Optional support for bytes::Bytes type backing bytes field. #337

rolftimmermans · 2020-05-25T20:46:43Z

This is an attempt to support bytes::Bytes as a backing type for bytes fields. This is opt-in, the default remains Vec<u8>. The configuration at build time is similar to BTreeMap opt-in.

~~For bytes fields with this feature enabled, no memory copying should take place when decoding from buffers backed by Bytes. Encoding will still copy data regardless of the backing type.~~

This does not address zero-copying, which would require specialisation or additional support in the Buf trait.

rolftimmermans · 2020-05-25T21:12:49Z

I will address the CI errors tomorrow; but please feel free to comment on the overall approach in the mean time.

src/encoding.rs

mzabaluev · 2020-05-27T03:23:39Z

And here as well, I humbly offer StrChunk as the alternative backing type for strings to accompany Bytes.

quininer · 2020-05-27T06:49:42Z

We can also consider using bstr, which means we only need to provide Bytes type for string.

mzabaluev · 2020-05-27T07:11:29Z

We can also consider using bstr, which means we only need to provide Bytes type for string.

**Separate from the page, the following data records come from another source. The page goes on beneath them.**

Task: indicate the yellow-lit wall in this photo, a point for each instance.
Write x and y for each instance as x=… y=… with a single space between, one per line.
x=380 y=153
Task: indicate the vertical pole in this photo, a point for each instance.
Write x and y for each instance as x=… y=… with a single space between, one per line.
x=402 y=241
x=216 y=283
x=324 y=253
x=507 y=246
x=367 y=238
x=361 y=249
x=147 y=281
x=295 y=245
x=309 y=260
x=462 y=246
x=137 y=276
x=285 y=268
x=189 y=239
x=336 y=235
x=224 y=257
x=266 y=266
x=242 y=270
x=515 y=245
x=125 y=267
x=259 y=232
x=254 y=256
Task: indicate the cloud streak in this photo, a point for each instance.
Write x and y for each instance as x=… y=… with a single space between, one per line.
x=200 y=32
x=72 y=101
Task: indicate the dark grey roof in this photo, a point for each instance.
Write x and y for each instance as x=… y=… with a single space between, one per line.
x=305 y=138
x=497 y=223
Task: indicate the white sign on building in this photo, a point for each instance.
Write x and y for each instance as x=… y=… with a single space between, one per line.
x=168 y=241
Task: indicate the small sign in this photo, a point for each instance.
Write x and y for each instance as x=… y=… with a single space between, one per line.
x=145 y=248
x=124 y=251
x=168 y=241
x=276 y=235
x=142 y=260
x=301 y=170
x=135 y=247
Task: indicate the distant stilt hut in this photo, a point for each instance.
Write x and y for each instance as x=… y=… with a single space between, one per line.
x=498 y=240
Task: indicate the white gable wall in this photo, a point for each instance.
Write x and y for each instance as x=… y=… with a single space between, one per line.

I think part of the purpose of this change is to provide generated message structs with scalar fields backed by Bytes. To be convenient to the consumer, the string fields should be accessible as UTF-8 buffers/slices without extra steps. As far as I understand, bstr only provides Vec wrappers and string conversion methods grafted onto an [u8].

rolftimmermans · 2020-05-27T13:10:29Z

And here as well, I humbly offer StrChunk as the alternative backing type for strings to accompany Bytes.

Given that the bytes crate already is a dependency of prost it's a lot more obvious to offer it as an option. But I guess alternative string types could be offered behind a feature flag? To be completely honest, though, I'm not keen on making changes to the backing type of string fields part of this PR.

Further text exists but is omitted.